The rule of thumb is: always go for simplicity! If a single agent one performs well enough, then it probably is the best to use! Multiagent is advantageous on more complex tasks, but for a simple RAG system, such as this one, multiagent is probably overkill.

## Exploring the App

The app has a simple UI: a sidebar that contains configuration options for the RAG system and documents processing, and a main section that contains the chat history with the agent. The app uses Huggingface's Inference API by default, and the LLM behind the endpoint is the Qwen2.5-32B model, which is free! You can also use OpenAI, just make sure to input your API key. You can also use Ollama but this feature is only for local deployment of the app, which you can know more about in this [section](#deploy-locally).

To upload documents on the vector store, you can use a huggingface dataset, or PDFs. Just select in the Documents section in the sidebar the documents you wish to store.
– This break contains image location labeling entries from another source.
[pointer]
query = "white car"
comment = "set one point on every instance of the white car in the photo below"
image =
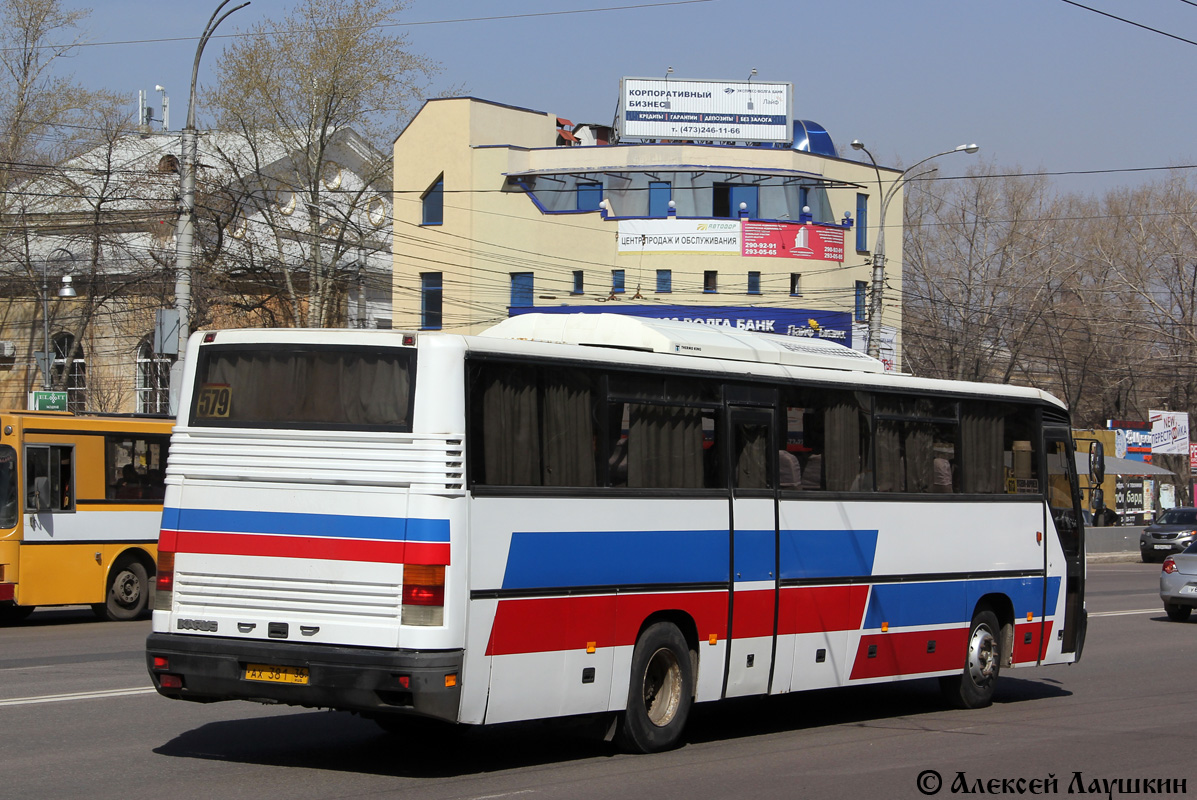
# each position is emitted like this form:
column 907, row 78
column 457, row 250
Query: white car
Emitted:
column 1178, row 585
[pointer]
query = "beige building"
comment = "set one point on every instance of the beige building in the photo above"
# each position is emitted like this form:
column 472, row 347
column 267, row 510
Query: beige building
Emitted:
column 502, row 210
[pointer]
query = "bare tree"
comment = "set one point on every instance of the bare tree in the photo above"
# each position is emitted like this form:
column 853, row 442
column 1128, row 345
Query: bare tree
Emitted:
column 978, row 273
column 40, row 104
column 293, row 91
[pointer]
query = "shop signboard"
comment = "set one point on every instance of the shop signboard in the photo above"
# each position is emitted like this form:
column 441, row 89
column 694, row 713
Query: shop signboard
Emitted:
column 1132, row 438
column 673, row 235
column 778, row 240
column 808, row 323
column 1170, row 432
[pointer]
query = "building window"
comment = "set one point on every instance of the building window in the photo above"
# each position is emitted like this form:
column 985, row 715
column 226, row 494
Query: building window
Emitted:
column 71, row 373
column 589, row 197
column 728, row 198
column 153, row 380
column 431, row 298
column 862, row 222
column 433, row 202
column 617, row 282
column 521, row 289
column 660, row 194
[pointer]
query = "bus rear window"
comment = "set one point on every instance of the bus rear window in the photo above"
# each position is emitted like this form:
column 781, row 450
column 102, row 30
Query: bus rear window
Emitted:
column 313, row 387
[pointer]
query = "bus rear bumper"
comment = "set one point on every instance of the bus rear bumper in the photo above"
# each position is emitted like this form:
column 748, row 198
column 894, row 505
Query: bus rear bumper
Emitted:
column 350, row 678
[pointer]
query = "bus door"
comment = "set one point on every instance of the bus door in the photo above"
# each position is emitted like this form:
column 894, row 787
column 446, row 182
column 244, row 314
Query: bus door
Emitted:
column 753, row 525
column 1064, row 504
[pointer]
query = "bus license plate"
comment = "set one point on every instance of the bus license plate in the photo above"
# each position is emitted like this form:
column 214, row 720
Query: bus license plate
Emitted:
column 273, row 674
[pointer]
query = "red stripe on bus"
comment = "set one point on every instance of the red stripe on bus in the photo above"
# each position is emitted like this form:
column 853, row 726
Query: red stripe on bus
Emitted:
column 1030, row 652
column 906, row 653
column 816, row 608
column 752, row 613
column 247, row 544
column 426, row 552
column 550, row 624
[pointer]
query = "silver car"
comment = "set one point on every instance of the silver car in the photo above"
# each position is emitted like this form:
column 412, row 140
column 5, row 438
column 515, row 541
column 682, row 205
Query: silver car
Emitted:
column 1178, row 585
column 1171, row 533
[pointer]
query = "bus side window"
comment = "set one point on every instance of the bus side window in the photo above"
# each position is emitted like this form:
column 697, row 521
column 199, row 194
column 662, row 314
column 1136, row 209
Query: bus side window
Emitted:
column 49, row 478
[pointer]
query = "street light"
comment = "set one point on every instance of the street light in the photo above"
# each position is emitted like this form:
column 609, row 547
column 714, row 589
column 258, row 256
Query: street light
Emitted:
column 46, row 358
column 184, row 235
column 879, row 252
column 165, row 107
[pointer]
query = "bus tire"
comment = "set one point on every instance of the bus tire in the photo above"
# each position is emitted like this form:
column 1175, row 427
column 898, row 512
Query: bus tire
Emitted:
column 128, row 593
column 973, row 688
column 661, row 691
column 10, row 612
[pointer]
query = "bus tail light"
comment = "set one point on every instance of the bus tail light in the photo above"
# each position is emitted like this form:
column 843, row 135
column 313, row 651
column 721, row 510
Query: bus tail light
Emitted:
column 424, row 595
column 164, row 581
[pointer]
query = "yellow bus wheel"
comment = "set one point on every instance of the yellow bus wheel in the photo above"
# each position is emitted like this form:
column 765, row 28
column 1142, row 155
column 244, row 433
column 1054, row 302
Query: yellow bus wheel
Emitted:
column 128, row 593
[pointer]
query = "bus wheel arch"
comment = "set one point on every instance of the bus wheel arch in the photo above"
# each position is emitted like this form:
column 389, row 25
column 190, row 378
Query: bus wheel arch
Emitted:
column 128, row 587
column 661, row 690
column 1002, row 608
column 985, row 649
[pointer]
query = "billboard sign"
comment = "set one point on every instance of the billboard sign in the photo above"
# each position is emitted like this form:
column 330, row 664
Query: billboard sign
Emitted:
column 1132, row 438
column 793, row 241
column 1170, row 432
column 673, row 235
column 807, row 323
column 723, row 110
column 48, row 400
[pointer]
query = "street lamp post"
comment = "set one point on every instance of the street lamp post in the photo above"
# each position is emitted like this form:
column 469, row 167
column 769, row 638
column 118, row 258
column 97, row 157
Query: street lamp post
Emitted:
column 879, row 252
column 46, row 358
column 184, row 235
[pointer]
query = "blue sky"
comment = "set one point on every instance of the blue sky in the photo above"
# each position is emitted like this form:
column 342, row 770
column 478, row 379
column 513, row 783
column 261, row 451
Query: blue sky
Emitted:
column 1039, row 84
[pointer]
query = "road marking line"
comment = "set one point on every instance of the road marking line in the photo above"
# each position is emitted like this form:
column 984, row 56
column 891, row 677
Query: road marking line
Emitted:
column 1124, row 613
column 77, row 696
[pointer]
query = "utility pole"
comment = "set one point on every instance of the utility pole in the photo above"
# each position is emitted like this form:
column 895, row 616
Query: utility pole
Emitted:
column 184, row 236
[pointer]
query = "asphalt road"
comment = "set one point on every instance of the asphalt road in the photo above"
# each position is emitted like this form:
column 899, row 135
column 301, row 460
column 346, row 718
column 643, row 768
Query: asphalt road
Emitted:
column 79, row 721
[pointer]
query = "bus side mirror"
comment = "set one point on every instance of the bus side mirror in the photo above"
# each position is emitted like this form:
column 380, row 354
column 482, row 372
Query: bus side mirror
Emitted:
column 1097, row 462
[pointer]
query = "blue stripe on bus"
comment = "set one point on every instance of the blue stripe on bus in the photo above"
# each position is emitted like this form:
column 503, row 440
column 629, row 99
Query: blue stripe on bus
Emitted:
column 827, row 553
column 553, row 559
column 754, row 555
column 941, row 602
column 307, row 525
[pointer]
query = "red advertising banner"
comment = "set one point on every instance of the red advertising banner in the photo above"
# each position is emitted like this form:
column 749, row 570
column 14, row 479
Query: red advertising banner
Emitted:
column 793, row 241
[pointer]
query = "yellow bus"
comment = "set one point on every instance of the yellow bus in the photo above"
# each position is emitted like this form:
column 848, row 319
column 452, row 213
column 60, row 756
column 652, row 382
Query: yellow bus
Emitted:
column 80, row 509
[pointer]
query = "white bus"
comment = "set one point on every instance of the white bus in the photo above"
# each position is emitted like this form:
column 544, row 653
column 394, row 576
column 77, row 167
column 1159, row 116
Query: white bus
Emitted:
column 601, row 515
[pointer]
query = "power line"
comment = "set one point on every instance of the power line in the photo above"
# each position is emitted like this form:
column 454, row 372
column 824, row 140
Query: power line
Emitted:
column 1131, row 22
column 308, row 31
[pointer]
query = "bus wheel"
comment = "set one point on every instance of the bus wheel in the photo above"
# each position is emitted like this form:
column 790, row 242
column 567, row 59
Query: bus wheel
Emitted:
column 973, row 688
column 661, row 692
column 128, row 593
column 10, row 612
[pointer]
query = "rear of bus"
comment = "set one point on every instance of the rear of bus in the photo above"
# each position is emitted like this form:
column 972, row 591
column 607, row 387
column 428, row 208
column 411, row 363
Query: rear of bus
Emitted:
column 307, row 553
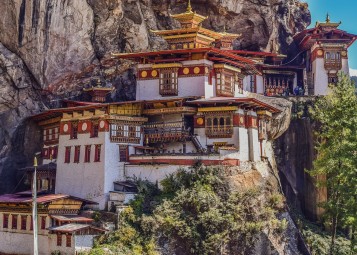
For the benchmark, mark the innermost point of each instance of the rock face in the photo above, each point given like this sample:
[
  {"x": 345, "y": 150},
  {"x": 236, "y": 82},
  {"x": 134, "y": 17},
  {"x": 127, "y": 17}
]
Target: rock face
[
  {"x": 294, "y": 153},
  {"x": 57, "y": 37},
  {"x": 19, "y": 99},
  {"x": 58, "y": 45}
]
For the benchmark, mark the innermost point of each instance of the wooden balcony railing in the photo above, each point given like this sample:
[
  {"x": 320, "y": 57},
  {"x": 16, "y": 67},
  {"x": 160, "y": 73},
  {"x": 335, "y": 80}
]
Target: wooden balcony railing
[
  {"x": 333, "y": 64},
  {"x": 219, "y": 131}
]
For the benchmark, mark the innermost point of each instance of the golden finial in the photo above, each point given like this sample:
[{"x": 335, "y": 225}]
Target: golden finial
[
  {"x": 35, "y": 162},
  {"x": 189, "y": 7}
]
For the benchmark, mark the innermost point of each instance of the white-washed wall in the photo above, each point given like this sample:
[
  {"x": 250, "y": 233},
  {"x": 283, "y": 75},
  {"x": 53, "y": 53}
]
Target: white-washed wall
[{"x": 84, "y": 180}]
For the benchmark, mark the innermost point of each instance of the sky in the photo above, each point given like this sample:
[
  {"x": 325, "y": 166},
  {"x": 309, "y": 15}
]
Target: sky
[{"x": 339, "y": 10}]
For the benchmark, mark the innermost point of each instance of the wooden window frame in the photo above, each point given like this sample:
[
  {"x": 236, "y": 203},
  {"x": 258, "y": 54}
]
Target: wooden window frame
[
  {"x": 43, "y": 222},
  {"x": 87, "y": 150},
  {"x": 23, "y": 222},
  {"x": 168, "y": 82},
  {"x": 5, "y": 222},
  {"x": 14, "y": 218},
  {"x": 68, "y": 240},
  {"x": 125, "y": 132},
  {"x": 94, "y": 130},
  {"x": 225, "y": 83},
  {"x": 97, "y": 152},
  {"x": 59, "y": 239},
  {"x": 74, "y": 131},
  {"x": 219, "y": 126},
  {"x": 123, "y": 153},
  {"x": 67, "y": 155},
  {"x": 77, "y": 153}
]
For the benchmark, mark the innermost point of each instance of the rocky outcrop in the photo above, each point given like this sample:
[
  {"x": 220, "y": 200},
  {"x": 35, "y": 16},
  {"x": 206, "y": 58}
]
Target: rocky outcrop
[
  {"x": 294, "y": 153},
  {"x": 19, "y": 99}
]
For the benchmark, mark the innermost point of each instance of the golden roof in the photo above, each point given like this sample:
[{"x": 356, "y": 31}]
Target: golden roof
[
  {"x": 189, "y": 17},
  {"x": 328, "y": 23}
]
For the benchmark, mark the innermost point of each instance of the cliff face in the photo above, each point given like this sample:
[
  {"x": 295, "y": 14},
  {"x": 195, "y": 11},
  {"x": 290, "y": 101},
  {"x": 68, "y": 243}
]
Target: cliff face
[
  {"x": 58, "y": 45},
  {"x": 55, "y": 37}
]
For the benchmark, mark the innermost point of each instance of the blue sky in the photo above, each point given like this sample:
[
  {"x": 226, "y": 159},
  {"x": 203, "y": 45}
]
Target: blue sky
[{"x": 339, "y": 10}]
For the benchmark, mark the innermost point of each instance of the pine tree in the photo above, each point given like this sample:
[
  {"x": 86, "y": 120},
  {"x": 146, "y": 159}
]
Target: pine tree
[{"x": 337, "y": 155}]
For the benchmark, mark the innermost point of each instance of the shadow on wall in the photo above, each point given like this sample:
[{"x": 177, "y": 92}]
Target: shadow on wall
[{"x": 18, "y": 153}]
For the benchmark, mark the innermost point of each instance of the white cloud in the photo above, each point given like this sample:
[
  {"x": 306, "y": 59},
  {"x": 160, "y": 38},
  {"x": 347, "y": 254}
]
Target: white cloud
[{"x": 353, "y": 72}]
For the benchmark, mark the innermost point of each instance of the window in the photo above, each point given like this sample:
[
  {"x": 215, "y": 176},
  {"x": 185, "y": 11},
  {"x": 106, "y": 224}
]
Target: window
[
  {"x": 74, "y": 131},
  {"x": 94, "y": 130},
  {"x": 225, "y": 83},
  {"x": 31, "y": 223},
  {"x": 5, "y": 222},
  {"x": 68, "y": 240},
  {"x": 43, "y": 222},
  {"x": 67, "y": 156},
  {"x": 97, "y": 153},
  {"x": 125, "y": 132},
  {"x": 332, "y": 78},
  {"x": 53, "y": 152},
  {"x": 219, "y": 126},
  {"x": 169, "y": 82},
  {"x": 14, "y": 221},
  {"x": 252, "y": 84},
  {"x": 23, "y": 222},
  {"x": 87, "y": 153},
  {"x": 59, "y": 240},
  {"x": 77, "y": 150},
  {"x": 123, "y": 153}
]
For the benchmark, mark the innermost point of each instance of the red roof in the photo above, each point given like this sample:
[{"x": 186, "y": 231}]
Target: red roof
[
  {"x": 236, "y": 100},
  {"x": 24, "y": 198},
  {"x": 223, "y": 55}
]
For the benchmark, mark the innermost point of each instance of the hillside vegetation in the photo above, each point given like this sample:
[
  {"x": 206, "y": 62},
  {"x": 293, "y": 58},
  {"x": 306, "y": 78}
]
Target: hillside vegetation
[{"x": 196, "y": 213}]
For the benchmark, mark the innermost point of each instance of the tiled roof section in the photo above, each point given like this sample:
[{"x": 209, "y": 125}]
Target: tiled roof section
[
  {"x": 25, "y": 198},
  {"x": 236, "y": 100},
  {"x": 71, "y": 218},
  {"x": 73, "y": 227}
]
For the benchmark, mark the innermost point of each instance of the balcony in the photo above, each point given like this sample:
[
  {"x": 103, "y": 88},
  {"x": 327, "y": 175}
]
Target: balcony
[
  {"x": 333, "y": 64},
  {"x": 219, "y": 131},
  {"x": 166, "y": 132}
]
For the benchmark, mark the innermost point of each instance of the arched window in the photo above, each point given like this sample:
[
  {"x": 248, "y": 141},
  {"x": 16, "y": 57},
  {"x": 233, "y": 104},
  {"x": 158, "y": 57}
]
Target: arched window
[
  {"x": 228, "y": 121},
  {"x": 221, "y": 122}
]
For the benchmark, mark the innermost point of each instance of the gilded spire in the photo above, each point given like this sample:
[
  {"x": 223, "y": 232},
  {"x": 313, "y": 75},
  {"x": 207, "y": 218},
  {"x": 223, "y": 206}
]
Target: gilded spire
[{"x": 189, "y": 7}]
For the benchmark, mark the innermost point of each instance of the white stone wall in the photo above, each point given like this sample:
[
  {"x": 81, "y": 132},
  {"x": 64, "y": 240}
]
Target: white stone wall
[
  {"x": 52, "y": 239},
  {"x": 260, "y": 84},
  {"x": 28, "y": 223},
  {"x": 204, "y": 140},
  {"x": 187, "y": 86},
  {"x": 345, "y": 66},
  {"x": 243, "y": 144},
  {"x": 22, "y": 243},
  {"x": 84, "y": 180}
]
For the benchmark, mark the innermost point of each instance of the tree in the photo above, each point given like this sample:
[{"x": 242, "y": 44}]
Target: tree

A demo of the app is available here: https://agentic-rag-demo.streamlit.app/ but it is advisable to explore the app locally with a machine that has a GPU in it (NVIDIA with CUDA cores). This is because on local, inference and generating embeddings from the documents is a lot faster. Also, you can check out the model's cognitive function step by step on the console when you run locally!

## Deploy locally

### Python dependencies

This repository uses [UV](https://astral.sh/blog/uv) as its python dependency management tool. Install UV by:
```bash
curl -LsSf https://astral.sh/uv/install.sh | sh
```

Initialize virtual env and activate
```bash
uv venv
source .venv/bin/activate
```

Install dependencies with:
```bash
uv sync
```

### Optional: ollama
You have the option to utilize models running on your own machine using Ollama.

To install [ollama](https://ollama.com/), run:

```bash
curl -fsSL https://ollama.com/install.sh | sh
```

You can run models with ollama using the commands:
```bash
ollama run
```

For example, if you'd like to use Meta's Llama3.2 model, run:
```bash
ollama run llama3.2
```
This command will fetch the model (in the case above, it will fetch Llama3.2 3B model) from Ollama's model hub, then run and serve the model. The default endpoint is `http://localhost:11434`

### Launch the App

Run `streamlit run app.py` to launch the app.